A number of younger Jewish members are rising through the ranks – Rep. Ted Deutch (D-Fla.) succeeded Ackerman in helming Democrats on the Middle East subcommittee.
“We need to encourage more Jews to run,” Schakowsky acknowledged.
Rep. Brad Sherman (D-Calif.), one of the lead Israel champions in the House, said support for Israel was undiminished. He noted the overwhelming vote last month to add $225 million to existing funding for Iron Dome, the anti-missile system that protected Israelis during the recent Israel-Hamas war in the Gaza Strip.
“Look at the Iron Dome vote,” he said. “Four Republicans and four Democrats voted against. Support for Israel is at a very high level.”
Nonetheless, pro-Israel groups have noted the tendency among Democrats in particular – and Jewish Democrats among them – to criticize Israel in tougher tones than was imaginable a decade ago.
During the recent Gaza war, Rep. John Yarmuth (D-Ky.), who is Jewish, told MSNBC, “I fail to see what an Israeli incursion into Gaza, how that’s going to solve the long-term problem. Gaza is itself a problem and the Palestinians are essentially quarantined there; that’s the polite word.”
In that July 26 broadcast, he called the civilian deaths in Gaza a “tragedy of enormous proportions.”
Even among Jewish lawmakers not known for directly challenging Israel, there has been a change in tone.
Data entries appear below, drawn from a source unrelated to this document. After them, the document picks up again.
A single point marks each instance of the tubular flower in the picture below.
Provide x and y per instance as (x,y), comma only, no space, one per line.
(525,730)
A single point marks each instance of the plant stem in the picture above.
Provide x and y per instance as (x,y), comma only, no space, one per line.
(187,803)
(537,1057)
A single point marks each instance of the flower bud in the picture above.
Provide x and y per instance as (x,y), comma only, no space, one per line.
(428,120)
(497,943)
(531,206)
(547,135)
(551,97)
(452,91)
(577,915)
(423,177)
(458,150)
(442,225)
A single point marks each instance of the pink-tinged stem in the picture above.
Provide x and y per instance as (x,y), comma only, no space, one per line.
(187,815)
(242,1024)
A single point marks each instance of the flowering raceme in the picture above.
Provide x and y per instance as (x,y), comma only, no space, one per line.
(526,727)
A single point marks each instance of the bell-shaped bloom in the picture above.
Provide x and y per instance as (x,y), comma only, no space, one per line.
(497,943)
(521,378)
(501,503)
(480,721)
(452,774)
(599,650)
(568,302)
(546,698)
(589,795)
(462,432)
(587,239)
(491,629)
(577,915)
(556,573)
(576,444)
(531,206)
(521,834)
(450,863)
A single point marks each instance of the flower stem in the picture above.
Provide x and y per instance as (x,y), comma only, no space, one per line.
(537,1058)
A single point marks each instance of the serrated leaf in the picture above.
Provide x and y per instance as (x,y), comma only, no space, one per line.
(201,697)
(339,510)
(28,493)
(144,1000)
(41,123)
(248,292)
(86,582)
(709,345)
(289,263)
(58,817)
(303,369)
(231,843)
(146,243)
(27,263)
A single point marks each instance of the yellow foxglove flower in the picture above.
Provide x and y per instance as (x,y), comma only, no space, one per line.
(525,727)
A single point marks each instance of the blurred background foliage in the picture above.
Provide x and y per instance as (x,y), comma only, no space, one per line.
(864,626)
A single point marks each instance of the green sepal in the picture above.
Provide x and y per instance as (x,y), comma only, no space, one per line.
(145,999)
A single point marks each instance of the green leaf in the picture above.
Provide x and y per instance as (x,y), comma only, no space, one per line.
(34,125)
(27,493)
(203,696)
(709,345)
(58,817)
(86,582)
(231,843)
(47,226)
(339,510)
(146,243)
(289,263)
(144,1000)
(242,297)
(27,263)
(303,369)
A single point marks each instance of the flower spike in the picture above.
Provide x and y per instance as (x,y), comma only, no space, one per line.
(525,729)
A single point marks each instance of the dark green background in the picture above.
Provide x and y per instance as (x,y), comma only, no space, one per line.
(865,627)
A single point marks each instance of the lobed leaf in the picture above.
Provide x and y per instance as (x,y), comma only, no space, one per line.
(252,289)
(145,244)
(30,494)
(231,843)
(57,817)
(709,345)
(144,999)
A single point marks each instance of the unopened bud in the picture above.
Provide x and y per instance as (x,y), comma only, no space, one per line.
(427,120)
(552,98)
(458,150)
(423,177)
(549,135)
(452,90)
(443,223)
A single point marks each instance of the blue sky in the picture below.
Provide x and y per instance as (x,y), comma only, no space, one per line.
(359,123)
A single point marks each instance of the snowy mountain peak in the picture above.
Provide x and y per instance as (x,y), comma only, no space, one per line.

Last week, Rep. Jerrold Nadler (D-N.Y.) met with Yair Lapid, the Israeli finance minister who has been critical of Netanyahu’s recent settlement expansion bid, and on Twitter aligned himself with Lapid – and by implication Obama.
“Agree w/Israeli Finance Minister Yair Lapid on need to return to negotiations & being against any swift changes in the West Bank right now,” Nadler tweeted.
Yarmuth, in an interview with JTA , said support for Israel – including his own – was unassailable but more “nuanced,” in part because of support for members by J Street, the Jewish lobbying group that forcefully backs U.S. involvement in bringing about a two-state solution.
“American Jewry has become more nuanced in its opinions on the Middle East with regards to opinions on Israel and the Palestinians,” said Yarmuth. “J Street reflects that diversity.”
How best to pitch Israel to liberals and Democrats has been the focus of pro-Israel groups in recent months. Most recently, Frank Luntz, a Republican political consultant and pollster who has worked with centrist pro-Israel groups, last week addressed a monthly meeting of Jewish professionals and noted with alarm what other pollsters have found: Israel is hemorrhaging support among traditional Democratic constituencies, including women and minorities.
In a Powerpoint presentation obtained by JTA, Luntz – famous for shaping the language that brought Republicans to congressional power in 1994 –suggested progressive-friendly phrases when making Israel’s case. Among “words to use,” he suggested “mutual understanding and mutual respect.” Among “words to lose,” he derided “Israel is not stalling” and “Peace takes two.”
Rep. Steve Cohen (D-Tenn.), another lawmaker endorsed by J Street, said the long-range view on Israel among Jewish lawmakers was the same, regardless of whether they were more ideologically aligned with AIPAC or J Street.
If Jewish members are divided, he said, it is over “different ideas over how to make Israel viable for eternity.”